Brownsboro guide Brandon Hunter has filed his late-April Kentucky Lake report and the headline is that almost everything on the Tennessee River is running ahead of the calendar. Water temperatures, vegetation green-up and even the lake-level rise have arrived early — but the lake is still a foot below the level Hunter wants for the famous flipping bite, and that has compressed the late-April playbook into one or two narrow patterns.
"Everything seems to be ahead this year here on Kentucky Lake," Hunter told viewers in the report he filmed at his Vexus dealership shop. "Everything kind of greened up, water temperatures warmed up quick, and the water level they actually started pulling it up a little bit earlier this year it seemed like, but it's taking it a while to get to that full pool level."
Hunter's lake-level numbers were specific. The lake was sitting around 357 to 358, well short of the 359.5 mark that historically opens the flipping window on the north end. Without that extra foot of water, the bushes that anchor the spring flipping pattern are mostly dry, and a run of dry weather has left the system without the rain that would otherwise pull the level up.
The big positive in the report was the smallmouth spawn. "Smallmouth are dominating out here right now. You know, overall I feel like the weights are better fishing for the smallmouth," Hunter said, pointing to the Toyota Series finish a fortnight earlier and the USA Bass event running through the lake the week of the recording. He was candid about his own gap on the technology front. "I'll be the first to admit that I'm not as good with the live scope as some of these younger guys. I'm I'm I'm learning it just like just like all of us are."

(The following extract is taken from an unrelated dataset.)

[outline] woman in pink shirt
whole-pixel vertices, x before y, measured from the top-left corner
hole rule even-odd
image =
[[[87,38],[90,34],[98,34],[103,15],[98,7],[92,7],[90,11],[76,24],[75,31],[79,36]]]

For anglers who do not want to live behind a screen, Hunter pushed a slow side-pocket shaky head pattern. He recommended a 6th Sense Bounce Worm — the new 3.8-inch in green pumpkin — rigged on an eighth or 3/16th-ounce shaky head and fan-cast from 12 to 14 feet of water back toward the bank. The reasoning was specific to the Tennessee River: largemouth often spawn in three-to-five-foot water rather than locked on visible beds, which means anglers pitching the bank are often sitting directly on top of bedded fish without realising it.
Hunter said the rest of the kit list for the next two weeks should include a 6th Sense Boost-A-Ned on a Dome Head for fish locked to gravel washes and turns, and a Provoke 106 Jaint Juice jerk bait for cloudy overcast days when post-spawn smallmouth suspend over offshore stumps. The slow swimbait bite that he expected to fire by late April has not materialised. "I think that's one reason that that swimbait bite is not really there like it should be," Hunter said, blaming the absence of TVA flow for failing to pin smallmouth down to the bottom where the swimbait shines.
Two windows are opening up. The first is the largemouth fry-guarder bite, which Hunter said started last week with a wacky-rigged 6.7-inch Bounce Worm in pink, and which should accelerate in the next fortnight. The second is the iconic Kentucky Lake yellow flower frog bite, which Hunter said is unusually loaded this year because the lake has not flooded the buttercup-style blooms out. "I promise you there's going to be yellow flower bite," he said, pointing to the Hush Frog and Vega Frog as the tools to throw once the water creeps up around the flowers.
Hunter wrapped his report by reminding viewers that the spawn is a tricky window in any fishery, and that visiting Kentucky Lake anglers should be patient — back the boat off, fan-cast slack water in side pockets, and trust the side-pocket shaky head program until the TVA opens the gates and the wind drives the fish back into the lures they want to chase.